My sister will accept no deals, to the point of I had her accepting a deal once, got the mortgage set up, then she backed out of the paperwork at last second( which was a nice little bonus hit to my credit cancelling it at the last second too)
It's been almost 3 years, contact from her has all but ceased to exist, and here I am stuck in my ghost box, unable to move forward with anything,
Do I have any legal recourse? I've been the only one of us to pay any estate bills, I pay all the rents and costs on said estate, for 3 years post her death, and 10+ years prior to her death. ( have paperwork showing both)
I just, I need to move forward with this, I am slowly circling a mental drain being trapped by this situation.
The main reason this dwells on me so hard is ya, she almost never contacted/gave a shit about either parent when they got sick, when my dad died, when mom then got sick, it was 100% on me, I took care of both of them, both of them died in my arms. I had gifted my mom a visit to said sister about 3 weeks before she died, sister ignored her, and let her get badly hurt in a fall as well. an injury she died clutching. She had even realized how the bad wording could end up and we had an appointment with the lawyer to adjust it ( that lawyer shrugged about it , and was useless so that's sadly not a route)
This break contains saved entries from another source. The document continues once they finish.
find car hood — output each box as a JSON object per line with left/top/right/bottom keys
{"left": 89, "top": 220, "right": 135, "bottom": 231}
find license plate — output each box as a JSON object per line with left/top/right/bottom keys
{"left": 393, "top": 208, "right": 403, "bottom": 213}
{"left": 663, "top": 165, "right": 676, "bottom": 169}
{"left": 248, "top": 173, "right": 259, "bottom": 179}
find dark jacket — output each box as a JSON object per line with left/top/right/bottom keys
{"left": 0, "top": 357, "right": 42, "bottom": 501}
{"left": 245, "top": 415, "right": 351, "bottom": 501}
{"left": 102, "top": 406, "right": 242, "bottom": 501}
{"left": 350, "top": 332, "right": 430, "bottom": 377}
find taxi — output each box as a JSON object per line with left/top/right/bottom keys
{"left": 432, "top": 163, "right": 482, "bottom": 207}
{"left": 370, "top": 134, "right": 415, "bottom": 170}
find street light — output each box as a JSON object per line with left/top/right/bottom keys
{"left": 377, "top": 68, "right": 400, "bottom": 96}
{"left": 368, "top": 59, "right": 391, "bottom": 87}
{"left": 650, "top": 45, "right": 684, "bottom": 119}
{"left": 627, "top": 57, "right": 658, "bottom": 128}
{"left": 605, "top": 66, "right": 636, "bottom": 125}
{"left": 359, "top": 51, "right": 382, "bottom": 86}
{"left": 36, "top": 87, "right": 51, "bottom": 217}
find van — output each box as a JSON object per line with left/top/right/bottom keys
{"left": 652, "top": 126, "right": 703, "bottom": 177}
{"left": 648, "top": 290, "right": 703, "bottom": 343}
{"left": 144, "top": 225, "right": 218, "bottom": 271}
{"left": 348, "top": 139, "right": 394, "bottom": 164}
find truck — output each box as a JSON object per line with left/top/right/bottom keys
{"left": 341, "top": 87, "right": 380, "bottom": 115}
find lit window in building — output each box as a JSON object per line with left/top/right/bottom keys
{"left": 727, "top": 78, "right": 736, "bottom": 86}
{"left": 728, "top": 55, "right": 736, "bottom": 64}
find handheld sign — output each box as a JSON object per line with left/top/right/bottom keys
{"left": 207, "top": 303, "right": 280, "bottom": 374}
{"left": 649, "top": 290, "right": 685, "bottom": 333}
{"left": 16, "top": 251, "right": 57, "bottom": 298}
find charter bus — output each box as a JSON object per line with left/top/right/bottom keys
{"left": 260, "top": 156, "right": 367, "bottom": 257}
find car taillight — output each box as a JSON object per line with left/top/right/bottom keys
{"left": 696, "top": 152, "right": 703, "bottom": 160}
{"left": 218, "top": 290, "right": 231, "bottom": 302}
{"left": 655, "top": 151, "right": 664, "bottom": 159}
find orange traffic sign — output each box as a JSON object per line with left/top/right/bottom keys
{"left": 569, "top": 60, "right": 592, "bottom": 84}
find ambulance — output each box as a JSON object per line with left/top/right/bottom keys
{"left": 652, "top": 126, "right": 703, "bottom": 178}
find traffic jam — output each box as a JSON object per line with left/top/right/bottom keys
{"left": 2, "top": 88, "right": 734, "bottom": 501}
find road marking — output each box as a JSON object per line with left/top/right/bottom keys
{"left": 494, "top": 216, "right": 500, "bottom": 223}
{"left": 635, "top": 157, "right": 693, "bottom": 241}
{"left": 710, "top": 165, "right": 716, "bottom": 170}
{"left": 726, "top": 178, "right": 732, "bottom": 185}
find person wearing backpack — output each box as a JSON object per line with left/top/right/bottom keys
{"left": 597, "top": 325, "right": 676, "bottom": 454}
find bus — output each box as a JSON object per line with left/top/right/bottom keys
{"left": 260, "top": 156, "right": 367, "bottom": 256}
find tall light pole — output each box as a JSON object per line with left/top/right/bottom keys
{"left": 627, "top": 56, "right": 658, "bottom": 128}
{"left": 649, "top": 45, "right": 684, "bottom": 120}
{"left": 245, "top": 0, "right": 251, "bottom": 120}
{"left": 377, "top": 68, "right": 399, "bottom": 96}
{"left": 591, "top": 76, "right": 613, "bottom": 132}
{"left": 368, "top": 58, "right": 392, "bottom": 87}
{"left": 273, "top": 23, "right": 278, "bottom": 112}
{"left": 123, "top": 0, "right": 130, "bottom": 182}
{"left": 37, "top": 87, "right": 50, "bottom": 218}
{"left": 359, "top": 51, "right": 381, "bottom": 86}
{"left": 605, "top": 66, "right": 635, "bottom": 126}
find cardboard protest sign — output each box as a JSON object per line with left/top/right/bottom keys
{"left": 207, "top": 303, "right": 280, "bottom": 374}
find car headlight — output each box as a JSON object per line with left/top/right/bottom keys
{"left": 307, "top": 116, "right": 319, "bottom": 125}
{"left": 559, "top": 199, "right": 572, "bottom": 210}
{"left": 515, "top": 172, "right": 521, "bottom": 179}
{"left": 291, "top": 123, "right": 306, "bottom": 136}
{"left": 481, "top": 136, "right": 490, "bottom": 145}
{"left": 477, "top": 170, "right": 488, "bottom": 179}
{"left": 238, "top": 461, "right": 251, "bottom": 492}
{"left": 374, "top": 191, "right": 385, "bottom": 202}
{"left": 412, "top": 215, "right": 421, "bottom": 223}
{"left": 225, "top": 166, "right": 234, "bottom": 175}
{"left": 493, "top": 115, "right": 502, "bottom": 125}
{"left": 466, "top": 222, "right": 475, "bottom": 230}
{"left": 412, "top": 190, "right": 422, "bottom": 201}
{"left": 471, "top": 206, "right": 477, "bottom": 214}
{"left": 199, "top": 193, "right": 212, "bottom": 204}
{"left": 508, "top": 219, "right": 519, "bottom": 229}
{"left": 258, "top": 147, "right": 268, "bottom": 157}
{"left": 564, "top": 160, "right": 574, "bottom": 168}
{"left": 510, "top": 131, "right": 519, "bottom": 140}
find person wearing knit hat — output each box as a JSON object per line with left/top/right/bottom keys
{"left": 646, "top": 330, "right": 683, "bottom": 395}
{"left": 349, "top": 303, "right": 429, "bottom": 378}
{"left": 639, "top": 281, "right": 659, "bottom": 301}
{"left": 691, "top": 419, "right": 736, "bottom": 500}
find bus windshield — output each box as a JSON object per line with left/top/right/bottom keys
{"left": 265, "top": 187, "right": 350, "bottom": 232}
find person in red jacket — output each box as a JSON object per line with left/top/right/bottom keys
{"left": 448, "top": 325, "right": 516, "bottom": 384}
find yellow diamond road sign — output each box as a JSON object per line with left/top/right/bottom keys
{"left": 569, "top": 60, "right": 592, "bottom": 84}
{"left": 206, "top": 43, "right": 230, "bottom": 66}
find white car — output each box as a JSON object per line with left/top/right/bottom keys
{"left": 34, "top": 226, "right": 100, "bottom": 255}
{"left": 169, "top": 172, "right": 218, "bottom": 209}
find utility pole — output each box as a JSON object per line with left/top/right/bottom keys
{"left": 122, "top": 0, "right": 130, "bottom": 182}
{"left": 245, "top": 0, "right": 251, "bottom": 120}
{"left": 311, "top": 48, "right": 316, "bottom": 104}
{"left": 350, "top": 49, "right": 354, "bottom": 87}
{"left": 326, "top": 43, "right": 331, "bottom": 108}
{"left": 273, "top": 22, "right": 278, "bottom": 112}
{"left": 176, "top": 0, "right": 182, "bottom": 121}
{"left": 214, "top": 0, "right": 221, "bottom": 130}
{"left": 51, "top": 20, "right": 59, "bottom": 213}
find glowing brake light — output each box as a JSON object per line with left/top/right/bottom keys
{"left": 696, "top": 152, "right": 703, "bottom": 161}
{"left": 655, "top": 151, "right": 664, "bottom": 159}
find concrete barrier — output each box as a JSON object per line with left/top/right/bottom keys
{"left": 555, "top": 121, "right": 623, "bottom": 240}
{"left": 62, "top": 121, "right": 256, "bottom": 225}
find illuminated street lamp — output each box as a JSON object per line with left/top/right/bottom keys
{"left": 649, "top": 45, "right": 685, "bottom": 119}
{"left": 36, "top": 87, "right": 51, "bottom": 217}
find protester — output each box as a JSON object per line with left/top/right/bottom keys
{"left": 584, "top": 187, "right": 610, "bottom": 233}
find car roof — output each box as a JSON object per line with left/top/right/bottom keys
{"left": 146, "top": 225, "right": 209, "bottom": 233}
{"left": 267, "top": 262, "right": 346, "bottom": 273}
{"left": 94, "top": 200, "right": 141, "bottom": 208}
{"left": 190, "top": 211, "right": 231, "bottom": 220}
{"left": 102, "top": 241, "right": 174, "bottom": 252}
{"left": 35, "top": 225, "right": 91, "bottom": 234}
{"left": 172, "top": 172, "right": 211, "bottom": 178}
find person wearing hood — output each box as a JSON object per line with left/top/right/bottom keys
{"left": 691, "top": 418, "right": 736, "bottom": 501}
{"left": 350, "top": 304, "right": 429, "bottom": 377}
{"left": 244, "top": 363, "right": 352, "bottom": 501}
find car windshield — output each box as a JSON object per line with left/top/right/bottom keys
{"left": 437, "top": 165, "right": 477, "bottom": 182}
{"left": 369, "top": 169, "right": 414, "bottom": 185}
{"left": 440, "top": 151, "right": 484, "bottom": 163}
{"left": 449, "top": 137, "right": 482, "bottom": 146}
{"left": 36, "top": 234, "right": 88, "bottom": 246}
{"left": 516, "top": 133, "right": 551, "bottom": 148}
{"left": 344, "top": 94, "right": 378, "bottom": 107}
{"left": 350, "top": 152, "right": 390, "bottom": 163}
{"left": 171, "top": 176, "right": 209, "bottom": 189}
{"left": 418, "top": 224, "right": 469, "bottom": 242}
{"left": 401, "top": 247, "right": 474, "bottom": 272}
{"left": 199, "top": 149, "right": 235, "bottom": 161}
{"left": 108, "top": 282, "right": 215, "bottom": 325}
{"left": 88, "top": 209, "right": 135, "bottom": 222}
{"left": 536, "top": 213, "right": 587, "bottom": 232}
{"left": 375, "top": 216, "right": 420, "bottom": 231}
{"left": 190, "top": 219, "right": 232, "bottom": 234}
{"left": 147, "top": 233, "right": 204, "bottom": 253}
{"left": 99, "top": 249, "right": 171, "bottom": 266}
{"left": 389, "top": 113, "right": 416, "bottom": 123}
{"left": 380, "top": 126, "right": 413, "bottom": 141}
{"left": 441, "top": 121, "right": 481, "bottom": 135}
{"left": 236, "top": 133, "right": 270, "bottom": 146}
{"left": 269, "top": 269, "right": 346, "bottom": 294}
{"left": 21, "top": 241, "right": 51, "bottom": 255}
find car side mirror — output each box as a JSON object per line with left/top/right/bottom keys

It was me and my mom against the world post my dad's death, and being trapped unable to move any of our plans to improve life forward, being trapped by the sister that has abused her the most , it's just destroying me, and I need an option, she's had multiple high priced offers she's accepted then rejected at last minute for no reason, and offers no further options, then just vanishes from contact for a year at a time.